On est mardi soir, il est 22h. Je prends mon smartphone et scrute mon fil d’actualités.
Tout est comme à son habitude, des chats, des coups de gueule, des coups de coeur, des appels à la spiritualité et à la sérénité… Tout est comme à son habitude… Je fais défiler le fil d’actualités.
Pourquoi? Comment? Je ne sais pas.
Je regarde les belles photos sur lesquelles je figure. Je me sens rassurée de voir cette image de moi et de lire les commentaires bienveillants. J’aime être rassurée, c’est d’ailleurs pour cela que j’évite les informations. Je me sens, malgré tout, un peu repliée sur moi. J’ai connaissance de peu de choses concernant le monde hors de nos frontières et hors de notre image. J’en ai une vague idée, mais j’élude vite la question.
J’évite, je fuis, je détourne le regard. J’ai peur. Je viens de passer une mauvaise semaine. Je bosse beaucoup et je ne sais pas si mon contrat sera renouvelé. Puis, Je suis toujours stressée par Noël et son cortège de bonnes intentions, ses repas gargantuesques.

On est mardi soir, il est 22h30. Je prends mon smartphone et scrute mon fil d’actualités.
Tout est comme à son habitude, des crimes de guerre, des appels au secours, des adieux, de la détresse. Une larme coule. Je dois avoir une poussière dans l’oeil. Je suis fatiguée, j’ai eu une dure journée, il est temps d’aller me coucher.

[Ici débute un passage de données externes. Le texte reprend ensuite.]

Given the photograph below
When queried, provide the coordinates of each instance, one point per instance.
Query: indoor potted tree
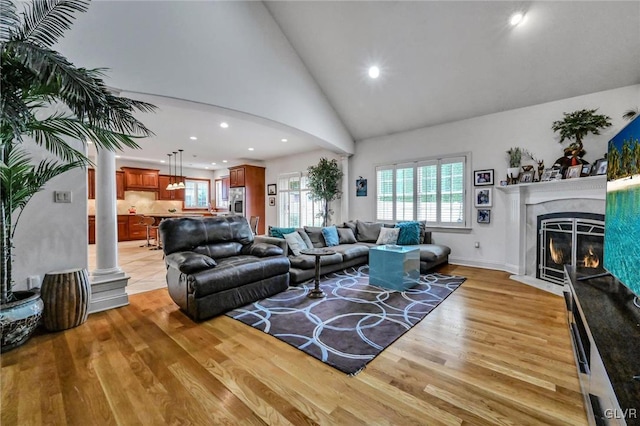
(36, 81)
(578, 124)
(324, 179)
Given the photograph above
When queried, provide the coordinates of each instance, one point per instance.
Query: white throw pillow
(388, 235)
(295, 243)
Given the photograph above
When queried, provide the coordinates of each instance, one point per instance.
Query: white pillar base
(108, 291)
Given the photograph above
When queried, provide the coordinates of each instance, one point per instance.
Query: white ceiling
(440, 62)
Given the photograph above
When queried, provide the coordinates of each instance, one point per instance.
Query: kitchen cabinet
(252, 179)
(136, 179)
(119, 185)
(163, 194)
(91, 183)
(237, 176)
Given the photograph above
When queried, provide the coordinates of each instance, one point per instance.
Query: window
(295, 207)
(432, 190)
(196, 193)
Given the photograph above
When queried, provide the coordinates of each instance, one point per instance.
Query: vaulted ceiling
(298, 70)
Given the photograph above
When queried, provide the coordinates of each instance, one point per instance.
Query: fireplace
(568, 238)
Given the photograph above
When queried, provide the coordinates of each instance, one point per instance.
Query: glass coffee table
(394, 267)
(317, 293)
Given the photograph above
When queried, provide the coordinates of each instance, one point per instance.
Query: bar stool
(148, 222)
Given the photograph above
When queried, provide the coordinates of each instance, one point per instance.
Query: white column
(344, 201)
(107, 280)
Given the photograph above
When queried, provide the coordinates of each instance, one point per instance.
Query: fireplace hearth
(568, 238)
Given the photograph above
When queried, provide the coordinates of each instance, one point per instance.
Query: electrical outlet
(62, 196)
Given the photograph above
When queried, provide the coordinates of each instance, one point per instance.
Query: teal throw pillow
(279, 232)
(409, 233)
(330, 234)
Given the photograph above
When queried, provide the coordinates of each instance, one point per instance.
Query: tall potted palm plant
(37, 83)
(324, 179)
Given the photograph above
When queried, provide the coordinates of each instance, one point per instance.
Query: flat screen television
(622, 218)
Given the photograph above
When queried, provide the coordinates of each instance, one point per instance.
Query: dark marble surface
(614, 322)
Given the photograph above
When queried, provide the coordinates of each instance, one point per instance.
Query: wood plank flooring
(495, 352)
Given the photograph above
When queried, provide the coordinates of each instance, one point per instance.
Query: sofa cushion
(189, 262)
(330, 234)
(305, 261)
(315, 235)
(409, 233)
(351, 251)
(346, 236)
(295, 243)
(368, 231)
(388, 236)
(279, 232)
(236, 271)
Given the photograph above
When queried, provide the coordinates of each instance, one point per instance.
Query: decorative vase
(66, 296)
(19, 319)
(512, 175)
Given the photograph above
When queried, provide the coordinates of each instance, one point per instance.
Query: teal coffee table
(394, 267)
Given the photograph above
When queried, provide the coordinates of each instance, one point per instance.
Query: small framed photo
(526, 177)
(483, 197)
(601, 166)
(484, 216)
(546, 175)
(573, 171)
(483, 177)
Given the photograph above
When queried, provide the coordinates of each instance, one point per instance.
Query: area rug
(354, 323)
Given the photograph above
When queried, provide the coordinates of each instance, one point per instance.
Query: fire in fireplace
(568, 238)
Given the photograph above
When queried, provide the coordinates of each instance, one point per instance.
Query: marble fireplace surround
(524, 202)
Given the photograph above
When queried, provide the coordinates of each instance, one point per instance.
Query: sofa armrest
(280, 242)
(189, 262)
(263, 250)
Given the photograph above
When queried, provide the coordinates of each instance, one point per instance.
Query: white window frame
(439, 161)
(306, 217)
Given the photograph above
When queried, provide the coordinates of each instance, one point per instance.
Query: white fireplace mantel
(518, 197)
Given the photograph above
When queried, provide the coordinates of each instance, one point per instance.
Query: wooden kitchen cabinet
(237, 176)
(136, 179)
(119, 185)
(91, 183)
(163, 194)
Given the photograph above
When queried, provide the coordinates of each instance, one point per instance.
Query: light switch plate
(62, 196)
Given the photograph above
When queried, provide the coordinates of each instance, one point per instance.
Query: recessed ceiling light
(516, 18)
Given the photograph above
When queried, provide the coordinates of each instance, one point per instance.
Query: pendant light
(180, 184)
(169, 187)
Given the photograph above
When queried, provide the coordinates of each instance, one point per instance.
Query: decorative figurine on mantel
(576, 125)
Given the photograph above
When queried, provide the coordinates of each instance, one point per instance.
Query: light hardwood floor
(494, 352)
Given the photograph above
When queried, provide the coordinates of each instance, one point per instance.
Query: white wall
(291, 164)
(248, 64)
(487, 137)
(52, 236)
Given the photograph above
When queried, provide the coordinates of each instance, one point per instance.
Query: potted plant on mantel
(35, 79)
(324, 179)
(575, 126)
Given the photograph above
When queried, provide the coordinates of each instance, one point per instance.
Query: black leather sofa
(215, 264)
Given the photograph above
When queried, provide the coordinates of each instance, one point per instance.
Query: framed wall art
(483, 177)
(483, 197)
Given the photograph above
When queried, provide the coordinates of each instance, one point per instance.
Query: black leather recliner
(215, 264)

On est mardi soir, il est 23h. Je suis dans la salle de bain face au miroir. Je me rassure par un rituel bien précis: démaquillage, brossage des dents, puis lavage des mains.

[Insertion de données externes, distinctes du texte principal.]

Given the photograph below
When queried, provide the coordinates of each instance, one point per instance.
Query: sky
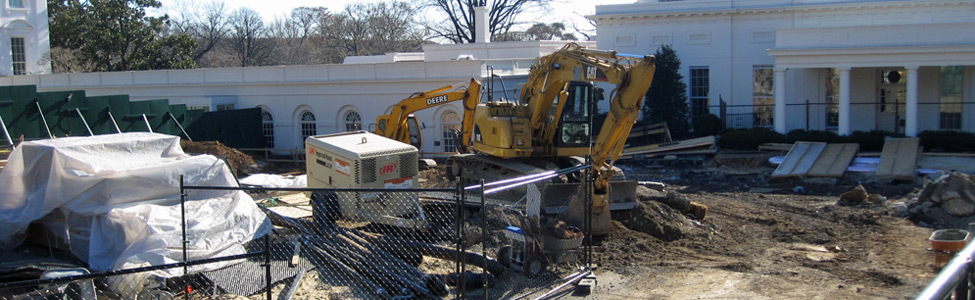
(568, 12)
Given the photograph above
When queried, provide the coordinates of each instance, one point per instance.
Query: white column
(482, 34)
(910, 126)
(844, 117)
(778, 84)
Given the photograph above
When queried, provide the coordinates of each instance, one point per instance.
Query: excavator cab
(413, 130)
(574, 123)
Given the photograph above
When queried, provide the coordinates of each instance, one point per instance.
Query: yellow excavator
(401, 125)
(548, 129)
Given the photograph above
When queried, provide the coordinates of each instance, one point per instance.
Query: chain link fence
(453, 243)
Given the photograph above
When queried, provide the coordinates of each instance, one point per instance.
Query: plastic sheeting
(114, 200)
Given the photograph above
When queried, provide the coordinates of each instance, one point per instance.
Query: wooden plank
(898, 160)
(799, 159)
(834, 160)
(775, 147)
(672, 146)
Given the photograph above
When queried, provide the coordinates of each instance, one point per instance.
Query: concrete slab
(898, 160)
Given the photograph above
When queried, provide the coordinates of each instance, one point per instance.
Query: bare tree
(297, 36)
(538, 32)
(206, 23)
(371, 29)
(248, 38)
(459, 28)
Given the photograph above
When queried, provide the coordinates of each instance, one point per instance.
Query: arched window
(450, 122)
(353, 121)
(267, 123)
(308, 126)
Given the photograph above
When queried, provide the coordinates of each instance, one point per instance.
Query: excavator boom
(549, 126)
(400, 124)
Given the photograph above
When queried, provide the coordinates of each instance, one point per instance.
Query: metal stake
(111, 117)
(267, 264)
(43, 119)
(6, 133)
(84, 121)
(182, 208)
(181, 127)
(144, 119)
(484, 242)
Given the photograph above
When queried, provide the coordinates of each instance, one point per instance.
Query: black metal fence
(451, 243)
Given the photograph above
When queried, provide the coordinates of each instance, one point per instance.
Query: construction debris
(242, 164)
(812, 159)
(701, 145)
(859, 195)
(948, 202)
(898, 160)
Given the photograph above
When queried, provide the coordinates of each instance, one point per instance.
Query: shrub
(870, 141)
(749, 139)
(947, 141)
(709, 124)
(812, 136)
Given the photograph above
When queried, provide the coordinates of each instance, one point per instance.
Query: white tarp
(114, 199)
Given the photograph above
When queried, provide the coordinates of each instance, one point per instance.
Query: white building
(903, 66)
(24, 44)
(299, 101)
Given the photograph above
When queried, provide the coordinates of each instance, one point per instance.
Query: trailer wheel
(504, 255)
(535, 266)
(325, 207)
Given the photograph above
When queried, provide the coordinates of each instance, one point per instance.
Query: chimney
(482, 34)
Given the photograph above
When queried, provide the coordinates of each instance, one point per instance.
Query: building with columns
(24, 44)
(902, 66)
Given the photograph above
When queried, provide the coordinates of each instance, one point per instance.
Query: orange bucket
(947, 242)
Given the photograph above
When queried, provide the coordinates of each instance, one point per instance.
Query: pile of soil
(761, 239)
(241, 163)
(434, 178)
(948, 202)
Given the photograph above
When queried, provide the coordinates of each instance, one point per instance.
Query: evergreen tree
(667, 99)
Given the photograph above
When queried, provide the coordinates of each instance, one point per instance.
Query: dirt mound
(948, 202)
(242, 164)
(434, 178)
(656, 219)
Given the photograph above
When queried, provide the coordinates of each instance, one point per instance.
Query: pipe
(953, 274)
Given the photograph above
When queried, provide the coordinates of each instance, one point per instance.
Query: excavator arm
(550, 78)
(395, 125)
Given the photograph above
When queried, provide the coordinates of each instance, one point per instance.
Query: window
(308, 126)
(451, 126)
(763, 97)
(832, 97)
(353, 121)
(950, 97)
(267, 124)
(17, 54)
(700, 87)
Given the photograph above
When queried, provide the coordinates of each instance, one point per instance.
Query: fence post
(182, 208)
(267, 264)
(484, 241)
(807, 114)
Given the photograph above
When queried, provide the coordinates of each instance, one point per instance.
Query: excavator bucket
(568, 200)
(556, 196)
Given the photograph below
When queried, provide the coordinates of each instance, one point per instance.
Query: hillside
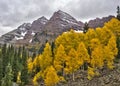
(42, 29)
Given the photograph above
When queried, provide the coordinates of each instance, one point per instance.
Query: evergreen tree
(118, 13)
(49, 81)
(60, 58)
(1, 69)
(15, 66)
(24, 71)
(7, 79)
(4, 57)
(86, 27)
(72, 63)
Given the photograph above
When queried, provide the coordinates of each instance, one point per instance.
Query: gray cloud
(15, 12)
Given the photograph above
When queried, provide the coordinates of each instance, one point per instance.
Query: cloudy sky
(15, 12)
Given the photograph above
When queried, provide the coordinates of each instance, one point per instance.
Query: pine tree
(44, 62)
(86, 27)
(4, 57)
(7, 79)
(83, 54)
(72, 64)
(60, 58)
(24, 71)
(46, 59)
(1, 68)
(118, 13)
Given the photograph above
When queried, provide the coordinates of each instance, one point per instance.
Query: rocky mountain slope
(99, 22)
(42, 29)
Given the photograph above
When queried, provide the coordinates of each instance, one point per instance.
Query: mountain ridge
(42, 29)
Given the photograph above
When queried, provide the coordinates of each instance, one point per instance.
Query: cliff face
(99, 22)
(42, 29)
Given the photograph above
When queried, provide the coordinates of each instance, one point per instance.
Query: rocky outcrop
(99, 22)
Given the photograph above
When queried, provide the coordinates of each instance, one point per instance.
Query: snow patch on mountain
(18, 38)
(23, 33)
(33, 33)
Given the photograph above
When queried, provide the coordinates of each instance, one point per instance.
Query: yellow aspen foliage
(94, 43)
(68, 40)
(82, 54)
(112, 45)
(60, 57)
(43, 61)
(105, 35)
(36, 78)
(114, 26)
(36, 62)
(72, 62)
(18, 77)
(110, 51)
(46, 58)
(51, 78)
(97, 60)
(30, 64)
(91, 73)
(89, 36)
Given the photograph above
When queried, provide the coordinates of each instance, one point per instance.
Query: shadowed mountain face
(99, 22)
(42, 29)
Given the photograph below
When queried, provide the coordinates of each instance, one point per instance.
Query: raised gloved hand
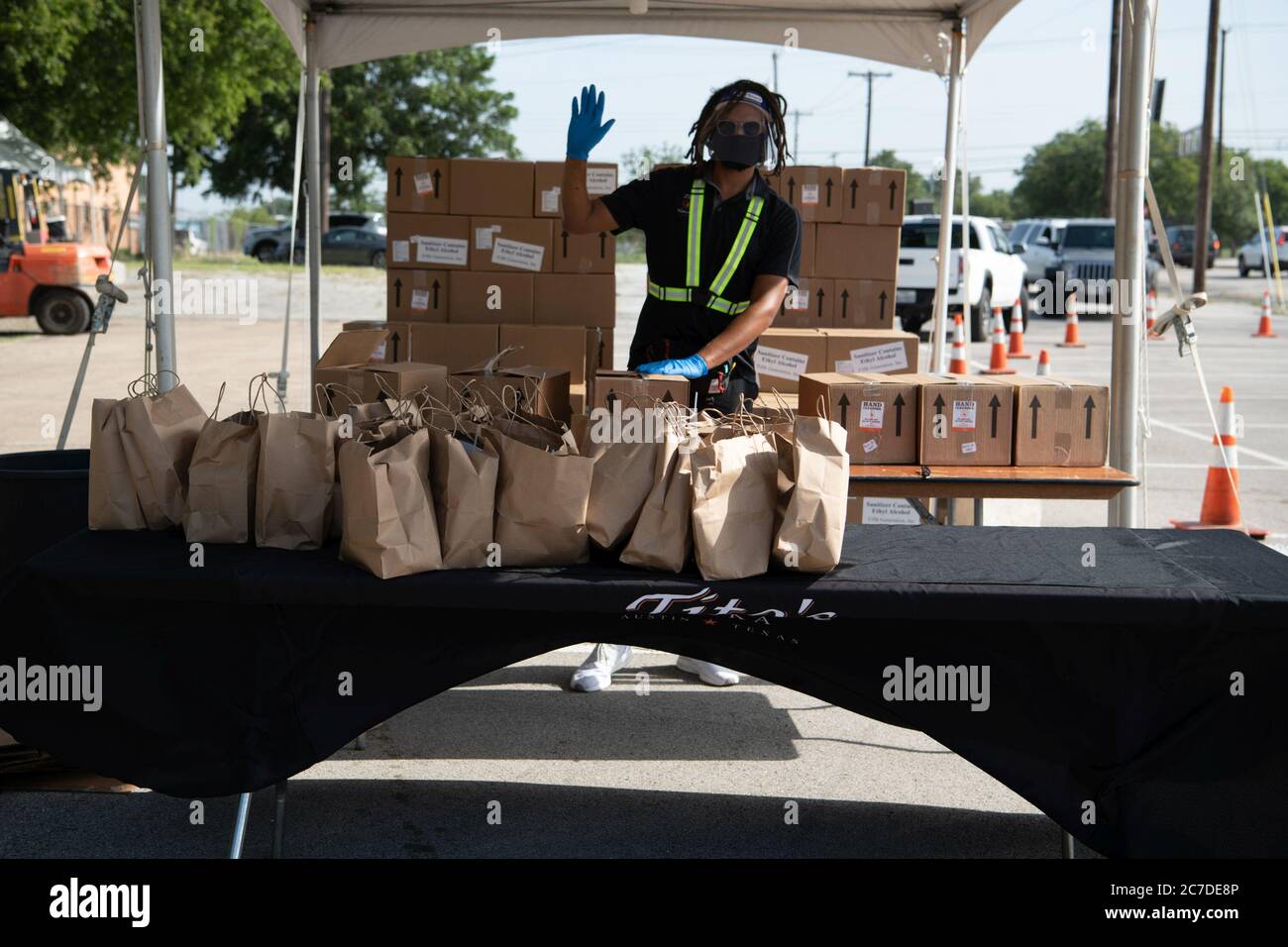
(691, 368)
(584, 128)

On est mardi soir, il est 23h15. Je suis dans la salle de bains face au miroir. Je saisis le petit savon qui est posé dans la coupelle près du lavabo. J’aime son odeur de laurier et sa douceur, ça me rassure.
On est mardi soir, il est 23h20. Je suis dans la salle de bains face au miroir. Je me rends compte que le petit savon que je tiens dans mes mains a été fabriqué dans une ville qui est en train d’être réduite à feu et à sang.

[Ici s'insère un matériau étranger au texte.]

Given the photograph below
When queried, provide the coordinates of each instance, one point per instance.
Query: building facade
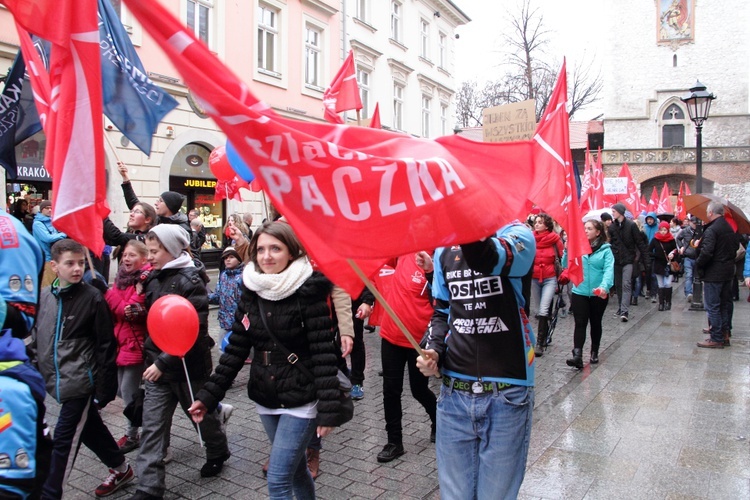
(654, 53)
(288, 52)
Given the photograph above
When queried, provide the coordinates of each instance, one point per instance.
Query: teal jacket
(598, 271)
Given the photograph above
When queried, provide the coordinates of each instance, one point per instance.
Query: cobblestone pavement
(657, 418)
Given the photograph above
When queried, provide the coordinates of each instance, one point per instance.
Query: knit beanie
(173, 238)
(620, 208)
(230, 251)
(172, 200)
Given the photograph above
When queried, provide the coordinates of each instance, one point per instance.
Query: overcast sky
(576, 28)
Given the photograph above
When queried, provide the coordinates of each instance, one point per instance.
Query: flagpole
(370, 286)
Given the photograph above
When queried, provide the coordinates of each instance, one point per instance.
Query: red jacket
(130, 335)
(544, 261)
(409, 297)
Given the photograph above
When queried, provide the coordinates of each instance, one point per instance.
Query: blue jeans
(544, 293)
(688, 265)
(717, 299)
(482, 442)
(288, 476)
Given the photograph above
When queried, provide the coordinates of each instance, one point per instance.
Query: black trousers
(588, 310)
(394, 358)
(79, 422)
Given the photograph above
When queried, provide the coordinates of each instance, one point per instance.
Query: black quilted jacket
(302, 323)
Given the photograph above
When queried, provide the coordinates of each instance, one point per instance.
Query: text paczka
(331, 183)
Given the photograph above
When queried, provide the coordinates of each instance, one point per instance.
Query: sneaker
(114, 482)
(167, 456)
(127, 444)
(357, 392)
(708, 343)
(225, 411)
(390, 452)
(213, 466)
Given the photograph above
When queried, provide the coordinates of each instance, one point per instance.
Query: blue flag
(133, 102)
(19, 119)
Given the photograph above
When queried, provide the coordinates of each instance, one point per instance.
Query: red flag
(664, 206)
(680, 212)
(75, 150)
(653, 202)
(333, 181)
(375, 120)
(343, 94)
(553, 186)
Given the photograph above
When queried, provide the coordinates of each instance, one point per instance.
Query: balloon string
(192, 399)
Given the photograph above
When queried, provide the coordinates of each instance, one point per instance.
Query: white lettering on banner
(418, 177)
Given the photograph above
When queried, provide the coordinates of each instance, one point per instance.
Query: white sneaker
(225, 412)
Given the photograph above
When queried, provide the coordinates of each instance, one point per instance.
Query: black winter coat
(302, 323)
(625, 239)
(187, 283)
(717, 250)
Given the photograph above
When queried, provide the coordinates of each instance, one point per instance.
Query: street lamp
(698, 104)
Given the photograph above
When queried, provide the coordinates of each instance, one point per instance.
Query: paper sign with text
(509, 122)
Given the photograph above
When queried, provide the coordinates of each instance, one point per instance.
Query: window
(396, 21)
(362, 10)
(426, 104)
(424, 33)
(443, 50)
(363, 79)
(199, 18)
(313, 38)
(268, 36)
(398, 106)
(443, 119)
(673, 127)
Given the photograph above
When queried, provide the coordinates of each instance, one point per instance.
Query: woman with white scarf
(280, 285)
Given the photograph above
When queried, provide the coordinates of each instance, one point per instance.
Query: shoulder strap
(290, 356)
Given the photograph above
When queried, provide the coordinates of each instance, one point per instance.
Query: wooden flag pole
(386, 305)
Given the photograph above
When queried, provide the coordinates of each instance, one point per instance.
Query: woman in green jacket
(590, 297)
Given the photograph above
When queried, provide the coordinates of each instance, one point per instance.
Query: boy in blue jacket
(74, 345)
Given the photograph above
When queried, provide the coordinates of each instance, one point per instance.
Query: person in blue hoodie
(590, 296)
(46, 234)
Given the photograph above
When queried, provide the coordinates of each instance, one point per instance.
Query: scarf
(126, 279)
(277, 286)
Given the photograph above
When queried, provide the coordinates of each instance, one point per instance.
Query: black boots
(577, 359)
(541, 340)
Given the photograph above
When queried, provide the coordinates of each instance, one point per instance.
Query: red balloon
(219, 164)
(173, 324)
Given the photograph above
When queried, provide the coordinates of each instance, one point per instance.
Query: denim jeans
(717, 299)
(288, 476)
(688, 265)
(482, 442)
(623, 283)
(543, 293)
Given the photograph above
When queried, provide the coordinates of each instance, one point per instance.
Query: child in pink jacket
(126, 301)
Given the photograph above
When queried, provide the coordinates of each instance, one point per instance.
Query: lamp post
(698, 104)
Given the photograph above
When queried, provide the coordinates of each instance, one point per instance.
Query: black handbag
(346, 405)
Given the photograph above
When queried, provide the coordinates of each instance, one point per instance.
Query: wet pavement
(657, 418)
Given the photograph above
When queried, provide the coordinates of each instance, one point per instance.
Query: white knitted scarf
(277, 286)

On est mardi soir, il est 23h30. Je suis dans la salle de bains face au miroir. Je regarde cette petite pièce d’Alep que je tiens dans mes mains.
Je scrute le miroir et ne vois aucun reflet. Je quitte la pièce. Je me glisse dans mon lit, j’éteins la lumière et ferme les yeux.
On est mardi soir, il est 23h45. Prise de sursaut, je me relève et file à nouveau dans la salle de bains.
Je scrute mon lavabo, mon armoire. J’ai l’impression qu’il manque quelque chose. Je regarde frénétiquement autour de moi.
Tout à l’air normal. Je ressens comme une absence, comme si un morceau d’humanité s’en était allé. Je regarde à nouveau, placards, baignoire, puis le lavabo. Sur ses bords trône la coupelle qui est vide.
On est mercredi, il est 00h00. Je suis dans la salle de bains face au miroir et, je prends conscience avec effroi qu’il n’y aura plus aucun petit savon pour laver le sang que nous avons sur les mains.